Known UX Patterns General web design has trained us to scan to the bottom and hit the submit button to reach the desired action. When doing that here, I get a form, not Zoom!! When you are late, this is a very, very frustrating experience. Eventually, (after 2 or 3 stress-inducing times), I realized there was a “continue to appointment” button at the top that looked like a header, not an action button.

As a product person, after I stopped being mad about being late for my appointment, I made an observation about the UI/UX decisions. They are relying on my instincts to drive me to the button at the bottom of the page, and the “continue to appointment” technically takes me where I want to go, not where they want me to go.

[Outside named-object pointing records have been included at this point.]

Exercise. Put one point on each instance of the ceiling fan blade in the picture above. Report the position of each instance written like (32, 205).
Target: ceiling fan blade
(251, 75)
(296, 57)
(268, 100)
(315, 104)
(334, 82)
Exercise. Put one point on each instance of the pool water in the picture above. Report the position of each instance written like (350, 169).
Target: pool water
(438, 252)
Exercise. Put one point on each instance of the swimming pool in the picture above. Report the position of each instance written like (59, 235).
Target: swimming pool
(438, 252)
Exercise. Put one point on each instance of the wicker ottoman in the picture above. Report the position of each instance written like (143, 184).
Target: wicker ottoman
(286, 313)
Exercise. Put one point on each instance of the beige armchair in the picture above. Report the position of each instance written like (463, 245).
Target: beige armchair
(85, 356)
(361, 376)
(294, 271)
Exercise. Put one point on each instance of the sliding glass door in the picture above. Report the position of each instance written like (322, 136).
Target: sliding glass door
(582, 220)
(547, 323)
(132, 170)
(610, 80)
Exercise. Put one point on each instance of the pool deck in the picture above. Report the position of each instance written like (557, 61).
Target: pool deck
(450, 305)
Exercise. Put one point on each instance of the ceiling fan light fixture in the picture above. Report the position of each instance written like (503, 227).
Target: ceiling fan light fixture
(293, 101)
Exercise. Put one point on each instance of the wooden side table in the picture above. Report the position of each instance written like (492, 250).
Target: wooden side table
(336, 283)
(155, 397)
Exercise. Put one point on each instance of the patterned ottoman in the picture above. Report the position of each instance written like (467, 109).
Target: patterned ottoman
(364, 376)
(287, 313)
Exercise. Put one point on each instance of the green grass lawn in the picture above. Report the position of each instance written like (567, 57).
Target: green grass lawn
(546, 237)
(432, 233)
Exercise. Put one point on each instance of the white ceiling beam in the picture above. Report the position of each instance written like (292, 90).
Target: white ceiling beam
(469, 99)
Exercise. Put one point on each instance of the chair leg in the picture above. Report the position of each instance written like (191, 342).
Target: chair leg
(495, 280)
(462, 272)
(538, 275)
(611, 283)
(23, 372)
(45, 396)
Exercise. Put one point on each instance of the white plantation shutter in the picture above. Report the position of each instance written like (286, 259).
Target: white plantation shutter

Lack of User Empathy I now know the game and just hit “continue to appointment,” but the first few times, I cursed the product team because I was late and they were preventing me from getting what I needed. There are a number of problems with the UX for Rula (that I will touch on in the future) that make me think they have not done any user testing. If the team had real empathy for the users, they would not make getting to their mental health complicated. They are creating a horrible experience for new users, who don’t know how the game is played. And existing users now have blindness to the form button when heading to an appointment.

Homework: Next time you see a delightful or disturbing user experience, take a screengrab. Take a moment to think about the user and why they are delighted or mad as hell. Bonus: Speculate about the product options (not) considered. This will help you build your product instinct.